A few months ago, Sen. Michael Bennet’s staff staged what the Colorado Democrat calls an intervention. He had survived a brutal campaign in 2010 to win his first full term. But after a year of deadlock and partisanship in the Senate, he was wondering whether it had been worth the struggle. “It was right after we managed to end our session with a two-month extension of the payroll tax,” Bennet told me Wednesday. “I got to a point where I was referring to this place as the Land of Flickering Lights, because the standard of success was we kept the lights on for another two months.”
So his aides sat their boss down for a stern talk. “My chief of staff said to me, ‘You know, it’s not OK to hate your job,’” Bennet recalled. “And he’s right. There’s no point in wallowing in self-pity. No one’s going to feel sorry for you.” And so Bennet rededicated himself to his package of reforms none of which has much chance of passing and stopped the kvetching. “I’m back from the brink,” he said.

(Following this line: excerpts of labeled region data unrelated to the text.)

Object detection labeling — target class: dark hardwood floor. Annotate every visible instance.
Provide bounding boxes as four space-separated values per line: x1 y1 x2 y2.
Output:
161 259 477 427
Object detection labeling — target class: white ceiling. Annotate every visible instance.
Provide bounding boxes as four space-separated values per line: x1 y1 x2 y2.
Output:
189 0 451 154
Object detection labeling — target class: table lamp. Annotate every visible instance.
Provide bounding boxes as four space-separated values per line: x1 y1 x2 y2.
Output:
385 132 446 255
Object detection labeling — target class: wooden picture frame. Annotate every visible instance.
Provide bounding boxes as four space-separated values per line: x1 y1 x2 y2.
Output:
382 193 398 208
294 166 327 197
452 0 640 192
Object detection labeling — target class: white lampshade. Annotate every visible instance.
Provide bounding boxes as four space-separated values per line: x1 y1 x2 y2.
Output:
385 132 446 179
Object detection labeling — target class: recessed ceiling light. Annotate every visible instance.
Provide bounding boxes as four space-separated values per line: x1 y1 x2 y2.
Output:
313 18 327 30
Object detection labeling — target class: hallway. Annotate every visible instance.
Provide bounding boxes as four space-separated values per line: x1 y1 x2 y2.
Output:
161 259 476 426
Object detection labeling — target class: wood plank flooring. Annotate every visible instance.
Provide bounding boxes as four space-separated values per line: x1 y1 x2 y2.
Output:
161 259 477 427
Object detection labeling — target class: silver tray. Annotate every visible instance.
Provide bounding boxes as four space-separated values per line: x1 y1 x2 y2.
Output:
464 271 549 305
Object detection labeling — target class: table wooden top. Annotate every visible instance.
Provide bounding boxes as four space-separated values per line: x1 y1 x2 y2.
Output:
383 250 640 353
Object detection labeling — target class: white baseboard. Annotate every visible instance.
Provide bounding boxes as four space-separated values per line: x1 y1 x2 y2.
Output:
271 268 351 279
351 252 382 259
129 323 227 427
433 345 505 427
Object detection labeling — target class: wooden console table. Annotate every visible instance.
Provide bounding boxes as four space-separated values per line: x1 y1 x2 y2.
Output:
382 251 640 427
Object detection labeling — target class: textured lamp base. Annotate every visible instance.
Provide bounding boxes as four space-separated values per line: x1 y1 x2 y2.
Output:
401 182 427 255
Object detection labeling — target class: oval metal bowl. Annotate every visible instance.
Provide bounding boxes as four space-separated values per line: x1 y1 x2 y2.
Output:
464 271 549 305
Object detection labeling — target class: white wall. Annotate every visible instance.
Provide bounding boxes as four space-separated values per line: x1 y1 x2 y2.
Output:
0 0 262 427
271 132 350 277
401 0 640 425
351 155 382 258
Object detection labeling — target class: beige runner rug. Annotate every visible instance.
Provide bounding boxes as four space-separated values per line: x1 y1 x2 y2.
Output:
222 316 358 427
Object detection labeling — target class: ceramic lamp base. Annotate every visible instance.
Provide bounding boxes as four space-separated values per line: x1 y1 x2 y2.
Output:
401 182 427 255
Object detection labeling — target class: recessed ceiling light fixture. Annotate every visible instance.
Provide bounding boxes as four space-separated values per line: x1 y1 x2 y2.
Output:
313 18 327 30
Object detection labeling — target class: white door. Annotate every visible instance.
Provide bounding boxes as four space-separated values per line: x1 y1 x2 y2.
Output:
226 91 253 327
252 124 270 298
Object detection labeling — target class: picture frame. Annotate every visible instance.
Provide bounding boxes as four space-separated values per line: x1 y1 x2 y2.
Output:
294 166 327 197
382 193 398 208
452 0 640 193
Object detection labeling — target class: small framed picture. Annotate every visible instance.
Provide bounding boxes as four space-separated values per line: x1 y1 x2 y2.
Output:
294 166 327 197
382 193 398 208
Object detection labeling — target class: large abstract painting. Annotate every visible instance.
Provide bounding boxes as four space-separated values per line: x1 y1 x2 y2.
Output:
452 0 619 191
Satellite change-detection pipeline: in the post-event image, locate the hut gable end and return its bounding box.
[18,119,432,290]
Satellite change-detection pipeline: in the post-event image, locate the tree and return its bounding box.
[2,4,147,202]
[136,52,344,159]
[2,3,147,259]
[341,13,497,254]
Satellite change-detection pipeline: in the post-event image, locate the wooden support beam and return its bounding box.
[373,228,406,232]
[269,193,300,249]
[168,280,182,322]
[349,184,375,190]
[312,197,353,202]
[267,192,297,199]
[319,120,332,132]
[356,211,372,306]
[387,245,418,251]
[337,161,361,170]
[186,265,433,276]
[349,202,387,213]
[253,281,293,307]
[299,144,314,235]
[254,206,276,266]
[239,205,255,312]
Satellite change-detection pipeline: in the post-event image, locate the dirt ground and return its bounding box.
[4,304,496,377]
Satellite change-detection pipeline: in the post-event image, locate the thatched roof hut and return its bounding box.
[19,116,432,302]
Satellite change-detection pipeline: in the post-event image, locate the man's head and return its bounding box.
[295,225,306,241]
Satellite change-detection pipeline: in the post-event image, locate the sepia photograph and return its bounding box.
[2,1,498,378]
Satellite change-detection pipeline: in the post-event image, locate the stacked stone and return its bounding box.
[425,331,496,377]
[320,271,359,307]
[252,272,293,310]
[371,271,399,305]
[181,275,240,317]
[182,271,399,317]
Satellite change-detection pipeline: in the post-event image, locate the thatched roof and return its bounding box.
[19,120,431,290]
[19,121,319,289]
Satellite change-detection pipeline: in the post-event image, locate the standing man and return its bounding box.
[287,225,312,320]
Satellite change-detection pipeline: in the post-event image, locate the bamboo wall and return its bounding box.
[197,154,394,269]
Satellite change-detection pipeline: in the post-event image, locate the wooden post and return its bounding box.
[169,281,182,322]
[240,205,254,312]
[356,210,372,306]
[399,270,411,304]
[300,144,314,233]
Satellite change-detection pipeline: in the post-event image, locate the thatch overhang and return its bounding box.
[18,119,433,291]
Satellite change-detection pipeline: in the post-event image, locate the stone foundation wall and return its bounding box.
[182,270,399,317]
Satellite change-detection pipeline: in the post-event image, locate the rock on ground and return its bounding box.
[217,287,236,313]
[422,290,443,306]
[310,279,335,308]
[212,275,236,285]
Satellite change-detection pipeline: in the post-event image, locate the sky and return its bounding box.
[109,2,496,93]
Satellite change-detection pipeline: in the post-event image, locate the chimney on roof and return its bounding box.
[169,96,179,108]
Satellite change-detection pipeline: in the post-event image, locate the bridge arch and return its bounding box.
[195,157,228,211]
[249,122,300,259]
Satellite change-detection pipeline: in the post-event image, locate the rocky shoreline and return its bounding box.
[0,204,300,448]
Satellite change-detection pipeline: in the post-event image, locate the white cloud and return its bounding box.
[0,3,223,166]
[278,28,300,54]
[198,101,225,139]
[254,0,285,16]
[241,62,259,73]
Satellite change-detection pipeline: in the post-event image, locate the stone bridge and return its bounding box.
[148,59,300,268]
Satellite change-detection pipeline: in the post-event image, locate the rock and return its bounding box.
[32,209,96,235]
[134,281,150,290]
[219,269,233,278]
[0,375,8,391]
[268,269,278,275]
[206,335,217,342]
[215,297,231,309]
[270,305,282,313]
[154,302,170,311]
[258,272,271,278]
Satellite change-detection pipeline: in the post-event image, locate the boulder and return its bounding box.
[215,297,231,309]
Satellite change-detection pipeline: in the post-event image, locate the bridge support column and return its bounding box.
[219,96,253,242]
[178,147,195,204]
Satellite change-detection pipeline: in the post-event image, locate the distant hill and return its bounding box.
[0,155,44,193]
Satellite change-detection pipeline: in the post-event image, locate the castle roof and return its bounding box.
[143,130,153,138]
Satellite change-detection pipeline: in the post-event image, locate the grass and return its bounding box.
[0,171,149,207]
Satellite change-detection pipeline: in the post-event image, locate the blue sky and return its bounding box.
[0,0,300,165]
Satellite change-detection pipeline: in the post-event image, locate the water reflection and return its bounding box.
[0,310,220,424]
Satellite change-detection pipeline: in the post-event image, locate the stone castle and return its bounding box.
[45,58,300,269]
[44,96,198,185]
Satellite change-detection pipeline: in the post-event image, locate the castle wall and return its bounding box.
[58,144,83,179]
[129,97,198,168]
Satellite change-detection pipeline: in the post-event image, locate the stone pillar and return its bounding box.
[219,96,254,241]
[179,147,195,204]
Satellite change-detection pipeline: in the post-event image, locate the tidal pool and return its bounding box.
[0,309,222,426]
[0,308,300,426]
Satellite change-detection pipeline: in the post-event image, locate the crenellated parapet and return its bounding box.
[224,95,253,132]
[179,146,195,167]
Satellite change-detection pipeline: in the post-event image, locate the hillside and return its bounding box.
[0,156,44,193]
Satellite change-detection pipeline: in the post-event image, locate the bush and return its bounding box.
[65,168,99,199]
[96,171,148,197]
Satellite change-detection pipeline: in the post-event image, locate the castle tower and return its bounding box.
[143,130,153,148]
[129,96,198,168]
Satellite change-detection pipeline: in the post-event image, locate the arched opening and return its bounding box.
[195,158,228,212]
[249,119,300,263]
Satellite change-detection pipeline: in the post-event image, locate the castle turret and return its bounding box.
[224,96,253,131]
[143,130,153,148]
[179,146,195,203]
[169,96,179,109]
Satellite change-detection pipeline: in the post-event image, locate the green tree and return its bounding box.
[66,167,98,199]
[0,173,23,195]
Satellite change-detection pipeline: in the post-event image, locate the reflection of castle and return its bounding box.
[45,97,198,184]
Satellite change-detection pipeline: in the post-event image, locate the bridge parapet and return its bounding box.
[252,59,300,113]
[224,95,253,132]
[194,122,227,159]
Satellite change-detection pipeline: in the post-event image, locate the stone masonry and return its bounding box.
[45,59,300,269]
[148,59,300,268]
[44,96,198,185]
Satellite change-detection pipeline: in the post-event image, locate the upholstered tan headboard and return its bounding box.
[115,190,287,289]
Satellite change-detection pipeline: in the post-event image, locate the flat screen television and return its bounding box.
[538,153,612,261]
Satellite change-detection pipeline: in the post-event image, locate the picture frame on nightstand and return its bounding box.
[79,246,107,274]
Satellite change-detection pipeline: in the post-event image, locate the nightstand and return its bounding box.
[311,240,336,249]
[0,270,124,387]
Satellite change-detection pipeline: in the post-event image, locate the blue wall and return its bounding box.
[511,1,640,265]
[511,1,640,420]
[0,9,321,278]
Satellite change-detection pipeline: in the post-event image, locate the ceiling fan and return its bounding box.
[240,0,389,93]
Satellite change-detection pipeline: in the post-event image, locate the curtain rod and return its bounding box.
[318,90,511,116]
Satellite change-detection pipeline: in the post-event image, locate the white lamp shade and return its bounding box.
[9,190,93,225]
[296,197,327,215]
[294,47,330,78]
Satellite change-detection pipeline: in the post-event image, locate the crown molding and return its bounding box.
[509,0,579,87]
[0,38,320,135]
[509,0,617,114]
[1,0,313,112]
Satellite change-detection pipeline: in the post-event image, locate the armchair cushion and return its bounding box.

For now. But with each day on Capitol Hill comes more evidence that the place is broken beyond repair and that the last remaining vestiges of sense and moderation are fleeing. The latest blow came on Tuesday, when Sen. Olympia Snowe, a Maine Republican and one of her party’s last moderates, said she wouldn’t seek a fourth term because she sees no imminent change in “the partisanship of recent years.” Joining her out the door is much of the remaining core of Senate moderates: Republican Kay Bailey Hutchison of Texas, independent Joe Lieberman of Connecticut, and Democrats Kent Conrad of North Dakota, Ben Nelson of Nebraska and Jim Webb of Virginia. After that kind of exodus, Bennet will be one of the last reasonable legislators still standing.
Accidental politician
Bennet is holding on in hopes that external events will eventually conspire to force action on a major debt agreement along the lines proposed by the Bowles-Simpson commission, but he admits that won’t happen this year. In the meantime, he’s keeping his sanity by focusing on relatively small stuff. Wednesday morning found Bennet at the conservative American Enterprise Institute, pitching his idea for improving education with technology. The $90-million proposal itself is small change, but Bennet spoke with passion about how it could “give us the chance to create the most major advance in K-12 education since colonial America.”